TILOS Seminar: Closing the Virtuous Cycle of AI for IC and IC for AI
David Pan, Professor, University of Texas at Austin
The recent artificial intelligence (AI) boom has been primarily driven by three confluence forces: algorithms, big-data, and computing power enabled by modern integrated circuits (ICs), including specialized AI accelerators. This talk will present a closed-loop perspective for synergistic AI and agile IC design with two main themes, AI for IC and IC for AI. As semiconductor technology enters the era of extreme scaling and heterogeneous integration, IC design and manufacturing complexities become extremely high. More intelligent and agile IC design technologies are needed than ever to optimize performance, power, manufacturability, design cost, etc., and deliver equivalent scaling to Moore’s Law. This talk will present some recent results leveraging modern AI and machine learning advancement with domain-specific customizations for agile IC design and manufacturing, including open-sourced DREAMPlace (DAC’19 and TCAD’21 Best Paper Awards), DARPA-funded MAGICAL project for analog IC design automation, and LithoGAN for design-technology co-optimization. Meanwhile on the IC for AI frontier, customized ICs, including those with beyond-CMOS technologies, can drastically improve AI performance and energy efficiency by orders of magnitude. I will present our recent results on hardware and software co-design for optical neural networks and photonic ICs (which won the 2021 ACM Student Research Competition Grand Finals 1st Place). Closing the virtuous cycle between AI and IC holds great potential to significantly advance the state-of-the-art of each other.

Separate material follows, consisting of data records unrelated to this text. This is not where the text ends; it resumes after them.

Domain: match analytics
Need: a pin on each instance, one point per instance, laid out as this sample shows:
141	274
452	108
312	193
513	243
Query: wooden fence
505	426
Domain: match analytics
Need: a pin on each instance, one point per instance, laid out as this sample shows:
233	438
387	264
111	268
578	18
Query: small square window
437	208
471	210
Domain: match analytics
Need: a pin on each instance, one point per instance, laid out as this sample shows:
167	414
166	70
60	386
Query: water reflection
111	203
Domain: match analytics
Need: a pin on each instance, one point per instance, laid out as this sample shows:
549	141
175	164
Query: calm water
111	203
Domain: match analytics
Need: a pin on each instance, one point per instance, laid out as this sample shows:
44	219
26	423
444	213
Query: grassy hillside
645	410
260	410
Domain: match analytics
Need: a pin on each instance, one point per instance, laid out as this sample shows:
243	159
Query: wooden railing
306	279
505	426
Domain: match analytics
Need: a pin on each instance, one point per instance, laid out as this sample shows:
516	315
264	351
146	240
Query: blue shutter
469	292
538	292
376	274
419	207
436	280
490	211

TILOS Seminar: A Mixture of Past, Present, and Future
Arya Mazumdar, Associate Professor, UC San Diego
The problems of heterogeneity pose major challenges in extracting meaningful information from data as well as in the subsequent decision making or prediction tasks. Heterogeneity brings forward some very fundamental theoretical questions of machine learning. For unsupervised learning, a standard technique is the use of mixture models for statistical inference. However for supervised learning, labels can be generated via a mixture of functional relationships. We will provide a survey of results on parameter learning in mixture models, some unexpected connections with other problems, and some interesting future directions.